L’inutilité du titre de mon film, il faut la percevoir modérée par une sorte de point d’interrogation ironique. Tout ce qui se passe au fond de nous, tout ce qui nous travaille intérieurement est extrêmement utile selon moi. La création a comme effet de rendre un auteur de plus en plus audacieux et courageux. Dans le contexte actuel de problèmes structurels, environnementaux, économiques, dans un climat de nationalisme exacerbé, je me sens impuissant. Face à tout cela, quand je fais part à travers mes films de la réalité d’une évolution, de problèmes ou de souffrances personnelles, il arrive que je sois perçu comme quelqu’un qui ne respecte pas les gens du pays. Il faut lutter contre cette idée répandue que critiquer ou même observer une réalité difficile serait condescendant. J’aime ce que dit l’auteur japonais Kenzaburo Oé à propos des artistes : ils ont une sensibilité accrue à ce qui se passe et ils sont là pour répercuter des nouvelles dont il faut les laisser parler.
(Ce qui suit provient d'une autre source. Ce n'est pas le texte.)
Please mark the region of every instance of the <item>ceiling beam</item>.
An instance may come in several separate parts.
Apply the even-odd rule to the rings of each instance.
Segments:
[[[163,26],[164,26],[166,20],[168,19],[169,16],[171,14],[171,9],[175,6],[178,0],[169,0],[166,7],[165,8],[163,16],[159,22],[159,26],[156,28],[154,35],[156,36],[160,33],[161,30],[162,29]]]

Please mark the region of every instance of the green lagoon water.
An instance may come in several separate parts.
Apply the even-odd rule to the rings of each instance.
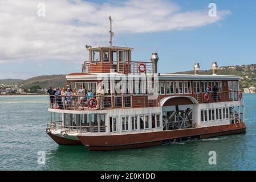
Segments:
[[[48,96],[0,96],[0,170],[255,170],[256,94],[244,95],[246,134],[144,148],[89,151],[45,133]],[[38,152],[46,152],[45,165]],[[208,153],[217,152],[217,165]]]

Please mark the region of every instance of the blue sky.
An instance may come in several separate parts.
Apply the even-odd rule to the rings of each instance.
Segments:
[[[141,29],[137,22],[135,22],[133,24],[131,20],[127,19],[128,23],[125,24],[125,22],[119,19],[118,15],[119,14],[120,14],[121,17],[124,17],[124,19],[128,18],[125,16],[129,15],[129,14],[123,15],[122,11],[119,11],[116,14],[114,14],[113,20],[121,32],[127,46],[135,48],[132,55],[133,60],[149,60],[151,52],[157,52],[159,53],[160,57],[159,71],[161,73],[191,70],[193,69],[195,62],[200,63],[202,70],[210,69],[211,63],[213,61],[217,61],[219,66],[256,64],[256,47],[255,46],[256,43],[256,25],[255,23],[256,21],[256,2],[255,1],[162,1],[163,3],[166,3],[169,6],[168,7],[169,9],[172,8],[173,5],[178,7],[178,13],[175,13],[177,10],[175,10],[175,8],[174,8],[173,16],[175,15],[175,14],[184,12],[194,12],[195,11],[200,11],[201,13],[204,12],[204,11],[208,12],[208,5],[211,2],[216,4],[217,14],[218,11],[226,11],[229,13],[222,15],[221,19],[209,24],[202,22],[201,24],[191,27],[182,25],[184,27],[181,28],[182,30],[168,26],[165,28],[164,24],[157,24],[157,22],[162,21],[161,19],[157,20],[157,22],[153,21],[153,22],[155,22],[152,23],[153,24],[145,24],[144,26],[148,26],[148,28],[143,27],[145,28]],[[97,9],[97,6],[104,7],[104,8],[102,8],[103,11],[105,9],[105,7],[104,6],[105,5],[103,5],[104,4],[107,5],[107,7],[115,6],[114,10],[117,10],[117,8],[119,6],[126,8],[125,6],[128,6],[126,4],[123,5],[123,2],[120,1],[115,1],[115,3],[109,1],[90,1],[92,2],[91,9]],[[79,1],[78,2],[79,3]],[[147,3],[147,1],[145,2]],[[30,24],[31,27],[28,28],[27,31],[31,31],[28,32],[25,32],[27,30],[26,28],[24,30],[16,28],[15,32],[11,32],[11,30],[14,29],[13,27],[15,27],[17,24],[14,23],[11,24],[10,23],[7,23],[6,24],[5,32],[3,32],[3,30],[1,32],[0,29],[1,33],[0,40],[1,36],[2,36],[3,40],[6,41],[3,46],[0,46],[0,79],[27,78],[42,75],[67,74],[71,72],[81,72],[82,64],[83,61],[87,59],[88,56],[86,53],[87,51],[83,47],[88,42],[95,43],[102,30],[104,30],[104,29],[101,28],[100,31],[95,35],[92,34],[94,36],[91,36],[90,33],[86,33],[86,35],[84,34],[84,31],[83,31],[82,29],[78,29],[78,28],[77,30],[71,29],[71,31],[68,31],[68,34],[65,32],[64,35],[61,34],[61,31],[54,32],[56,34],[52,34],[54,31],[54,27],[56,27],[53,23],[52,24],[54,20],[56,20],[55,22],[54,22],[56,24],[60,24],[59,22],[61,22],[61,28],[62,29],[63,27],[65,27],[66,26],[70,26],[71,24],[76,27],[82,26],[79,23],[74,23],[74,17],[72,23],[70,23],[71,21],[66,21],[65,19],[68,18],[63,15],[64,14],[64,13],[62,15],[59,15],[59,17],[56,17],[56,15],[59,12],[56,10],[54,20],[52,20],[52,16],[49,17],[50,15],[47,16],[47,3],[48,2],[46,2],[46,18],[49,18],[49,20],[47,21],[47,19],[44,20],[43,27],[47,26],[48,24],[49,24],[49,27],[52,25],[53,30],[42,28],[40,30],[43,30],[44,31],[40,32],[40,35],[36,35],[36,32],[39,31],[36,28],[42,26],[42,22],[40,24],[39,24],[39,25],[36,26],[33,26],[32,24],[30,25]],[[154,3],[156,3],[154,0],[150,0],[150,2],[148,2],[149,4]],[[59,3],[56,1],[56,6],[58,3]],[[8,7],[10,8],[7,9],[7,10],[10,10],[9,13],[12,14],[14,12],[12,8],[18,5],[5,5],[6,6],[5,9],[6,9],[6,6],[9,6]],[[54,5],[50,5],[48,7],[54,6]],[[63,7],[65,5],[63,5]],[[164,8],[161,6],[161,5],[159,6],[160,6],[157,8]],[[27,14],[30,14],[26,13],[30,12],[29,8],[33,7],[32,5],[27,6],[27,9],[20,10],[20,12],[18,13],[21,15],[24,14],[24,16],[27,16]],[[0,6],[0,7],[1,6]],[[3,6],[2,6],[2,7]],[[148,9],[150,8],[150,7],[148,7]],[[76,11],[78,11],[77,9],[75,10]],[[91,9],[88,9],[87,11],[89,11],[88,10]],[[1,10],[1,8],[0,10]],[[50,15],[54,16],[50,14],[50,10],[48,10],[48,12],[50,12]],[[168,9],[163,9],[162,11],[161,10],[159,10],[160,13],[165,12],[165,11],[168,11]],[[26,11],[25,12],[25,11]],[[151,11],[152,12],[152,10]],[[99,15],[97,15],[98,11]],[[102,13],[99,10],[95,11],[94,14],[96,16],[97,15],[99,17],[104,17],[103,15],[107,16],[105,15],[101,15]],[[145,12],[147,13],[147,10]],[[151,12],[148,13],[149,14]],[[136,13],[135,12],[133,17],[136,17]],[[109,14],[108,12],[107,14]],[[131,15],[133,15],[132,14]],[[82,16],[80,15],[82,14],[78,14],[77,15],[77,16]],[[74,16],[75,16],[76,15]],[[161,16],[160,15],[159,17],[161,18]],[[101,25],[102,27],[105,27],[108,23],[108,17],[106,17],[105,20],[103,19],[102,22],[99,22],[99,18],[97,18],[92,19],[92,22],[89,23],[93,24],[94,23],[93,21],[97,22],[99,24],[103,24]],[[200,18],[198,17],[199,20]],[[116,22],[115,22],[115,19]],[[141,21],[143,20],[144,19],[142,19]],[[87,26],[87,24],[84,24],[86,23],[83,20],[79,19],[78,21],[80,21],[82,22],[81,24]],[[84,21],[89,20],[86,19]],[[169,23],[164,19],[162,19],[162,22],[166,24]],[[1,18],[0,22],[1,22]],[[38,20],[34,24],[39,23],[38,22]],[[17,22],[17,24],[22,24],[22,22],[21,23],[19,21]],[[184,23],[181,22],[181,23]],[[132,27],[129,29],[131,26],[134,27]],[[157,26],[159,28],[151,30],[151,26]],[[47,28],[50,28],[49,27]],[[58,29],[58,27],[56,28]],[[60,28],[60,30],[61,28]],[[98,29],[100,28],[95,30]],[[107,39],[108,30],[107,29],[103,33],[102,40],[100,39],[99,41],[100,44],[104,44],[104,43]],[[135,29],[140,30],[139,32],[136,32],[133,30]],[[116,30],[115,30],[115,27],[114,31],[115,31],[116,45],[124,46],[124,43]],[[22,34],[21,33],[19,35],[21,32],[22,32]],[[89,31],[86,31],[86,32],[88,32]],[[5,36],[5,34],[7,34],[7,36],[3,37]],[[16,36],[16,34],[19,35]],[[36,36],[33,37],[34,34]],[[50,34],[54,35],[54,36],[51,37]],[[83,35],[79,37],[79,34]],[[41,35],[44,35],[44,37],[40,37]],[[59,39],[55,40],[55,39],[58,37],[58,35],[60,35]],[[68,39],[68,41],[66,40],[68,39],[68,37],[72,37],[73,35],[74,35],[74,39]],[[51,43],[51,40],[52,40],[53,43]],[[3,42],[2,41],[1,42]],[[46,47],[47,47],[48,43],[49,47],[47,49],[46,49]],[[42,46],[41,44],[44,46]],[[17,48],[18,47],[18,48]],[[13,47],[14,48],[13,48]],[[20,47],[22,48],[21,50],[20,50]],[[40,49],[38,49],[38,47]],[[41,47],[43,48],[41,48]],[[60,47],[62,49],[59,48]],[[67,47],[67,49],[64,49],[66,47]],[[51,49],[56,51],[52,51]],[[43,50],[42,52],[40,51],[41,49]],[[79,51],[77,51],[77,49]],[[23,53],[24,54],[23,55]]]

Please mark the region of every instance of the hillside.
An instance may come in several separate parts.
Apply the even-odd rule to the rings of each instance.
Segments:
[[[13,84],[18,82],[20,82],[24,81],[21,79],[2,79],[0,80],[0,84]]]
[[[256,85],[256,64],[241,65],[235,66],[222,67],[217,71],[220,75],[236,75],[241,77],[240,85],[242,88],[255,86]],[[194,71],[179,72],[179,74],[194,74]],[[199,75],[211,75],[211,70],[200,71]]]
[[[23,88],[29,89],[32,86],[39,85],[42,88],[64,86],[66,85],[66,76],[64,75],[43,75],[23,80],[19,83],[23,84]]]

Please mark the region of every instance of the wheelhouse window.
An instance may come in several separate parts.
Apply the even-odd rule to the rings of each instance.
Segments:
[[[160,94],[164,94],[164,82],[159,82],[159,93]]]
[[[173,94],[174,93],[174,87],[173,81],[165,82],[166,94]]]
[[[190,81],[184,81],[184,93],[191,93]]]
[[[209,86],[210,86],[210,90],[213,91],[213,88],[215,86],[215,81],[209,81]]]
[[[175,82],[175,93],[176,94],[182,94],[183,93],[183,86],[182,81]]]
[[[173,81],[165,82],[166,94],[173,94],[174,93],[174,87]]]
[[[110,132],[116,132],[117,129],[117,117],[110,117]]]
[[[201,92],[205,92],[206,88],[208,86],[208,82],[206,81],[201,82]]]
[[[126,51],[118,51],[118,60],[119,62],[123,62],[127,60],[126,59]]]
[[[222,82],[221,81],[216,81],[216,86],[218,89],[218,92],[222,92]]]
[[[100,51],[92,50],[91,53],[92,61],[100,61]]]
[[[109,55],[108,51],[103,51],[103,61],[109,61]]]
[[[194,93],[200,93],[200,82],[193,81],[193,87],[194,88]]]

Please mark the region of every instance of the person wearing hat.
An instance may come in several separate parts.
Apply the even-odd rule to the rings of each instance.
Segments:
[[[88,89],[88,92],[87,92],[87,101],[88,101],[90,98],[93,98],[94,97],[94,93],[91,92],[91,89]],[[91,105],[93,104],[94,101],[91,100],[90,101],[90,104]],[[88,108],[89,109],[89,105],[88,106]]]
[[[205,89],[205,92],[207,93],[209,93],[210,92],[210,86],[208,86],[206,89]]]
Ce qui est important, c’est de ne pas être là pour évaluer combien de personnes reçoivent les informations que nous donnons, mais c’est que ce flux d’information ne soit jamais rompu, qu’il se diffuse en continu.
Vous jouez de petits rôles, dans Black Dog de Guan Hu ou encore dans le prochain film de Wei Shujun. Que vous apporte cette expérience et quelle place avez-vous vis à vis de cette nouvelle génération de cinéastes ?
Ce sont plus des apparitions que de véritables rôles. Heureusement, car je suis un très mauvais acteur. Mon vrai problème, c’est que je suis incapable d’apprendre un texte. Quand des amis me sollicitent, j’accepte toujours très volontiers pour le plaisir d’être sur un plateau entre copains. Faire l’acteur me permet aussi de réfléchir de ce point de vue-là et de me questionner sur ce que je demande à mes comédiens dans mes films. Je ne me soucie pas de la place que je peux avoir. Faire des choses qui m’intéressent est mon seul moteur, comme être réalisateur mais aussi faire de la production, créer une école et un festival de cinéma. Un réalisateur est un individu qui fabrique un film, c’est à dire un objet fini, qui sera vu pendant un temps. Ce qui me semble bien plus important, c’est toute la réflexion qui nous anime pendant ce travail long et intense. J’ai envie que l’expérience de ce travail acharné, de cette réflexion sur le monde, serve d’autres projets, plus collectifs, que d’autres générations de cinéastes puisse servir à d’autres. Ce que j’ai envie que les gens pensent de moi, c’est que Jia Zhang-ke est toujours là, avec son indépendance d’expression, la vérité de sa parole et qu’il a toujours la même passion pour le cinéma.
Propos recueillis le 15 avril à Nyon (Suisse) et traduits du chinois par Pascale Wei-Guinot.
Caught By The Tide de Jia Zhang-ke, en salles le 8 janvier 2025.
Cet article a été publié pour la première fois le 18 mai 2024 dans le quotidien AOC.